Yine Cuningham, Perry, Stanovic ve Stanovih (2004) tarafından yapılan çalışmada öğretmenlerin okuma eğitimi üzerine alan bilgileri incelenmiş ve elde edilen sonuçlar öğretmenlerin bilmedikleri şeylerin farkında olmadıklarını ortaya koymuştur. Buna ek olarak ifade edilen çalışmalar bu araştırmanın sonuç ve gerekçelerini destekler niteliktedir.

Benzer şekilde Leader-Janssen ve Rankin Erikson (2013) tarafından yapılan çalışmada öğretmen adaylarının okuma eğitimine yönelik alan bilgileri ve öz yeterlikleri incelenmiştir. Araştırma sonuçları okuma becerisinin öğretimine yönelik öğretmen bilgisini öğretmenin sınıf içi uygulamalarını etkiyen önemli yordayıcılardan biri olarak ortaya koymuştur.

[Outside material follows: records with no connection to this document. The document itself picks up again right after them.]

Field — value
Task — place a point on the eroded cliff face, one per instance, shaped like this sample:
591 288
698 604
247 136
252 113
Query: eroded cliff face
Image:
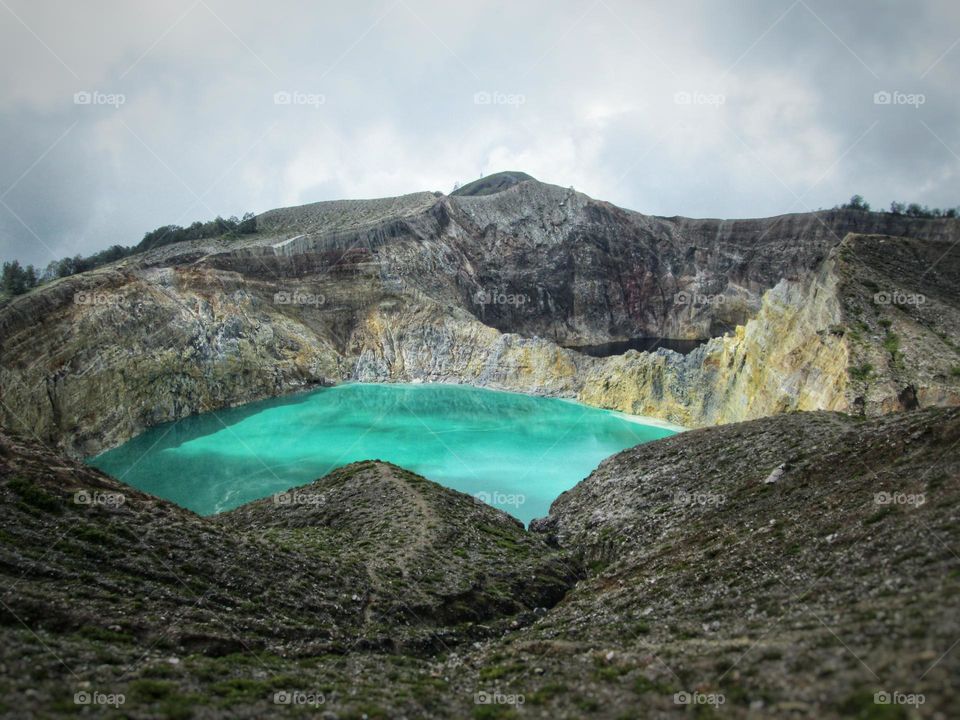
410 289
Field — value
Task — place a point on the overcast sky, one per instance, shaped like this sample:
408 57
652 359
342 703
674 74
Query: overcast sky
121 116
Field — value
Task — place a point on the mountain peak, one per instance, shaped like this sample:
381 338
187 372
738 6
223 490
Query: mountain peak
491 184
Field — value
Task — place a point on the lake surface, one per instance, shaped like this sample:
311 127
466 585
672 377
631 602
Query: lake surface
514 451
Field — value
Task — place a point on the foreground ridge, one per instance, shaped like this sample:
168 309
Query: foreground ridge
796 564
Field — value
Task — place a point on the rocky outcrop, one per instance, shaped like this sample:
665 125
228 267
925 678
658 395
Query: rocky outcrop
486 289
794 565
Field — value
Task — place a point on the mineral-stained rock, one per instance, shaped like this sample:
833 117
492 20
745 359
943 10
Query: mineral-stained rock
487 289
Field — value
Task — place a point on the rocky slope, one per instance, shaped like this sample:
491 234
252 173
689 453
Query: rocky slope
789 567
486 288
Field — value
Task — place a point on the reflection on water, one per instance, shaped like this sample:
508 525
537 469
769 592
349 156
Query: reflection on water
515 451
642 344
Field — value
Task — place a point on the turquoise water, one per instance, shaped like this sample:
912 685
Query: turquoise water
514 451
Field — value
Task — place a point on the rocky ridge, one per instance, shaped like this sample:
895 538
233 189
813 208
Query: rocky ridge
793 566
486 289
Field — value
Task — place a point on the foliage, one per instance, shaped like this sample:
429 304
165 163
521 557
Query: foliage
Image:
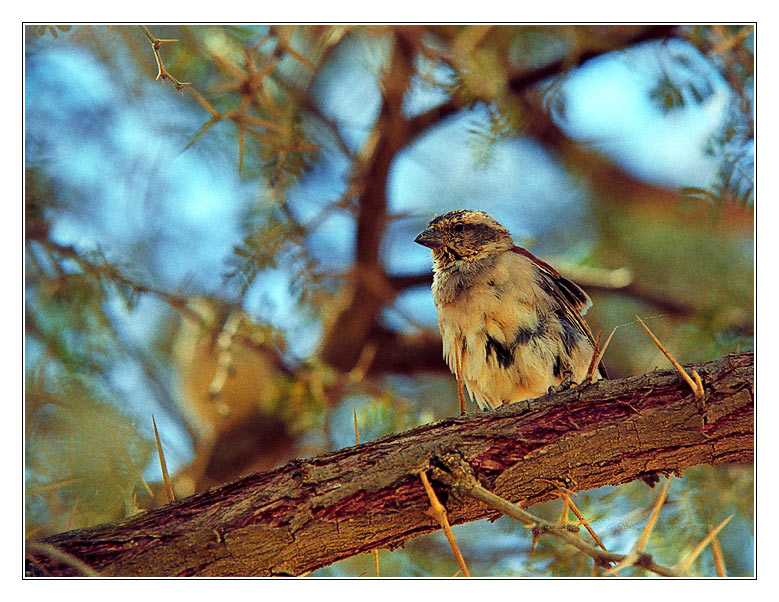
194 245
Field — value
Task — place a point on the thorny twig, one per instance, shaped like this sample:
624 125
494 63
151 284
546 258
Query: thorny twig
438 512
162 73
461 478
696 385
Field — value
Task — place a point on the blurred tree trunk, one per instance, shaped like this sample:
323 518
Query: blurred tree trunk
311 513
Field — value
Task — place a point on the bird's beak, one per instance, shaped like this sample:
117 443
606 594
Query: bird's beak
430 238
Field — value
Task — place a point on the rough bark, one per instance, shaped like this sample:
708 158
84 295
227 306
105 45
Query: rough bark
313 512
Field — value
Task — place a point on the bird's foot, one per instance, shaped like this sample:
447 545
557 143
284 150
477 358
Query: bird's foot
566 384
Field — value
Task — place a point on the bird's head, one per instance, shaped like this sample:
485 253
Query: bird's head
464 235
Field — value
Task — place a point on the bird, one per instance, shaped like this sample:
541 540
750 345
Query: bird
511 324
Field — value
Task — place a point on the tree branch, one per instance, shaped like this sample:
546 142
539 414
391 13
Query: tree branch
313 512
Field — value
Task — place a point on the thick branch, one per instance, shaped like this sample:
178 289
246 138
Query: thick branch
311 513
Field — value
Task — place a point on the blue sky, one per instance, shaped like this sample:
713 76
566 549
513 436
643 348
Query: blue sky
132 192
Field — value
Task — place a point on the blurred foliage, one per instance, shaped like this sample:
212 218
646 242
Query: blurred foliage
84 456
224 346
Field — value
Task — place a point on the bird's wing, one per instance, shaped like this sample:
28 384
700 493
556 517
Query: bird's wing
573 301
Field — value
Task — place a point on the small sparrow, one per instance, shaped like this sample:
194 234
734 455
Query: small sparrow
511 325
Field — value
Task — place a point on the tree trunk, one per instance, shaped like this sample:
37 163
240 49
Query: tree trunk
313 512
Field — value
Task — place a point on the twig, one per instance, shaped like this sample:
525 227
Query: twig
597 354
719 559
696 385
690 558
459 368
638 548
165 476
438 512
570 504
460 477
162 73
357 441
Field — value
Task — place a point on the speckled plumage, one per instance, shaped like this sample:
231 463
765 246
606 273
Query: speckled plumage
510 321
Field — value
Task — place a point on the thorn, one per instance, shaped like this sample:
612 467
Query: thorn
438 512
690 558
697 388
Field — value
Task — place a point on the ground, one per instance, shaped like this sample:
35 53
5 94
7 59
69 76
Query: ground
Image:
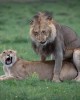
14 34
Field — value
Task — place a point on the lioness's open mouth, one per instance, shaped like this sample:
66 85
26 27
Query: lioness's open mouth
8 60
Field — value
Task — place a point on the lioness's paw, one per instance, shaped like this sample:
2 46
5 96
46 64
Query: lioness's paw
56 80
1 79
77 78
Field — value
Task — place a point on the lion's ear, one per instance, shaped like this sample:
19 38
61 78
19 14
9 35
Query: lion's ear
0 56
14 51
48 15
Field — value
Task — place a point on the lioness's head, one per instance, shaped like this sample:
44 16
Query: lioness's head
8 57
42 28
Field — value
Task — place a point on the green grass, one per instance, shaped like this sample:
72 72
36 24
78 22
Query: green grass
14 34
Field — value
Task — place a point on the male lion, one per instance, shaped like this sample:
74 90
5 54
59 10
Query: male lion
50 38
17 68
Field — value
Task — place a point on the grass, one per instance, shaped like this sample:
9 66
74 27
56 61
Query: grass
14 34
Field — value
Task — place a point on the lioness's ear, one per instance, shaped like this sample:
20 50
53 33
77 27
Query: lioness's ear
48 15
0 56
14 51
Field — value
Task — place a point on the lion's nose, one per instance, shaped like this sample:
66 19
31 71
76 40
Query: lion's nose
8 54
42 42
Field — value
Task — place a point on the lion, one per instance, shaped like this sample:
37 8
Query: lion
17 68
50 38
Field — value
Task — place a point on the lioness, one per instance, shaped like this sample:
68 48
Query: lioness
17 68
50 38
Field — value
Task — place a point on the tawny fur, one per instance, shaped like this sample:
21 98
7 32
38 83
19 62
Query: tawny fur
50 38
21 69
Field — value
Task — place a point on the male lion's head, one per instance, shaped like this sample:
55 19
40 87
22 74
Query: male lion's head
42 28
8 57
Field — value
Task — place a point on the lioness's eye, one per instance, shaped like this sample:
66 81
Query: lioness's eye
10 51
44 32
35 33
4 52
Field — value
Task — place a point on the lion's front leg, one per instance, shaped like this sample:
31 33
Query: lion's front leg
6 78
58 53
43 58
2 76
76 60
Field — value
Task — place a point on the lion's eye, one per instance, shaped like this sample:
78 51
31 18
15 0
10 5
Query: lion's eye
44 32
10 51
4 52
35 33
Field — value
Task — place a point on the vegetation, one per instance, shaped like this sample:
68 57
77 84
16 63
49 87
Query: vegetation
14 34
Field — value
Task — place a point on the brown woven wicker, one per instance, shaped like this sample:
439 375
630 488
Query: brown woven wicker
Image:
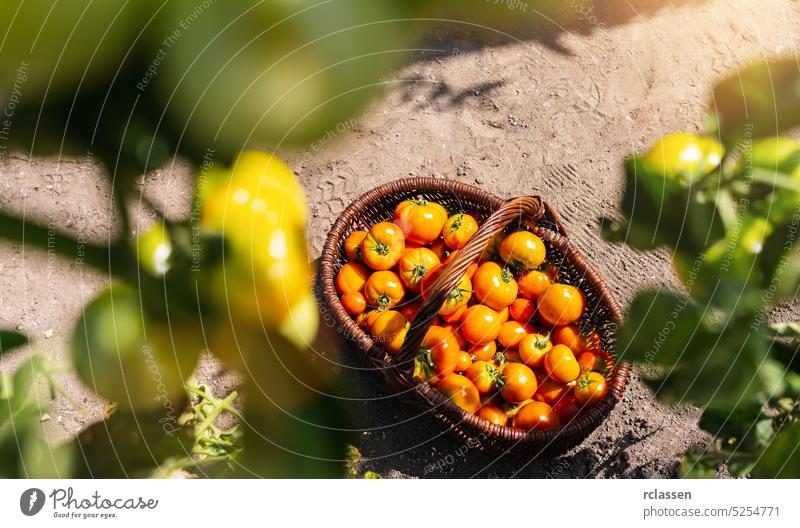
493 214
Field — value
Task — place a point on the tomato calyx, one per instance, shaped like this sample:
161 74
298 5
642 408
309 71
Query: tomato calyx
456 225
419 271
381 248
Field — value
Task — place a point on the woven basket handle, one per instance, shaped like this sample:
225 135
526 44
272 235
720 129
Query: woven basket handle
523 208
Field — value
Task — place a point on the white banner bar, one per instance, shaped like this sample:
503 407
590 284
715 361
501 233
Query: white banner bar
389 503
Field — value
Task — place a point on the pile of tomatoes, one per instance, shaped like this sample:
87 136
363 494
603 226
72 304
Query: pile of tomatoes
510 342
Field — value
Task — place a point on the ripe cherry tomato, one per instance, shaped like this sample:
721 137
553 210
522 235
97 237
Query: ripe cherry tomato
519 382
352 245
410 311
464 362
503 315
521 310
512 332
590 360
455 329
484 352
561 365
389 330
578 340
561 304
444 351
590 389
383 246
441 250
492 250
533 348
533 283
459 296
460 390
414 265
494 286
352 278
384 289
354 303
420 221
455 316
567 409
470 270
684 156
483 375
458 229
493 414
549 390
480 324
537 416
522 250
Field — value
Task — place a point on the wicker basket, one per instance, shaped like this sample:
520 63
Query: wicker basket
493 214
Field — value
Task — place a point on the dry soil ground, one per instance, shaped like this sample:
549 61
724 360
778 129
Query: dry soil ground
551 115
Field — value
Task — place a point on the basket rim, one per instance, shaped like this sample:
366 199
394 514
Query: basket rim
576 428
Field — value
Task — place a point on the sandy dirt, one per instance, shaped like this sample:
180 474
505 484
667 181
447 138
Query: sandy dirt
552 115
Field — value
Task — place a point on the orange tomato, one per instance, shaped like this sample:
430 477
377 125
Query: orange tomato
521 310
410 311
420 221
590 389
352 278
537 416
444 351
455 329
464 362
519 382
414 265
383 246
533 283
354 303
522 250
533 348
389 330
512 332
577 339
458 229
560 304
460 390
480 324
590 360
352 244
459 296
483 375
503 315
384 289
492 250
493 414
484 352
494 286
561 365
441 250
548 390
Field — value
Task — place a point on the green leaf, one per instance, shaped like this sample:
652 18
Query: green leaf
697 464
701 362
781 458
10 339
660 212
759 100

Araştırmanın Sınırlılıkları ve Gelecek Araştırmalara Yönelik Öneriler

Bu araştırmanın bulguları küçük bir örneklem grubundan elde edilmiştir. Bu durum araştırma sonuçlarının genellenebilirliği açıcısından güçlük oluşturmaktadır. Benzer çalışmalarda olasılık temelli daha büyük örneklemlerden veriler toplanarak daha genellenebilir sonuçlara ulaşılabilir. Öğretmenlerin anket formunda kendilerine yöneltilen sorulara vermiş oldukları cevaplar araştırmacılar tarafından değerlendirilmiş ve kodlayıcılar arasındaki uyum katsayısı hesaplanmıştır. Bu değerlendirmelerin çalışmanın araştırmacıları tarafından gerçekleştirilmiş olması,

(14)

araştırmacıların kendilerinin gözlemleyemedikleri yanlılıkların sürece karışmış olmasına etki etmiş olabilir. Sonraki araştırmalarda bu tarz değerlendirmelerde araştırma dışından süreci bilen kodlayıcıların kullanılması bu yanlılıkları en aza indirgeyebilir. Bu da daha genel geçer sonuçların elde edilmesine katkı sağlayabilir. Bunun yanında bu çalışmada öğretmenlerin sadece spesifik olarak akıcı okuma ile ilgili bilgilerine yönelik bir değerlendirme sürecine gidilmiştir. Sonraki araştırmalarda sınıf öğretmenlerinin okuma öğretimi ile ilgili temel bilgilerine yönelik çalışmalar gerçekleştirebilir.

Sonuç

Bu araştırmadan ele edilen sonuçlar araştırmaya katılan sınıf öğretmenlerinin akıcı okumanın yapısı, öğretimi ve değerlendirilmesi konularında güncel ve pratik bilgiye sahip olmadıklarını ortaya koymuştur. Bu araştırmanın birçok bölümünde de değinildiği gibi öğretmenin sahip olduğu alan, pedagojik ve pedagojik alan bilgileri onun öğretim uygulamalarını etkileyen önemli bir değişken olarak ortaya çıkmaktadır. Dolayısı ile bu araştırmanın ulaşmış olduğu sonuçlar okuma eğitimi ve öğretmen bilgisi konularına dikkatlerin çekilmesi açısından önem arz etmektedir. Bu durumun da öğretmen eğitimi programlarının, öğretmenin kariyer basamaklarının, öğretmen yetiştiren akademisyenlerin yeterliliğinin vb. öğretmen yetiştirmede etkili olan unsurların yeniden gözden geçirilmesine katkı sağlayacağı umulmaktadır.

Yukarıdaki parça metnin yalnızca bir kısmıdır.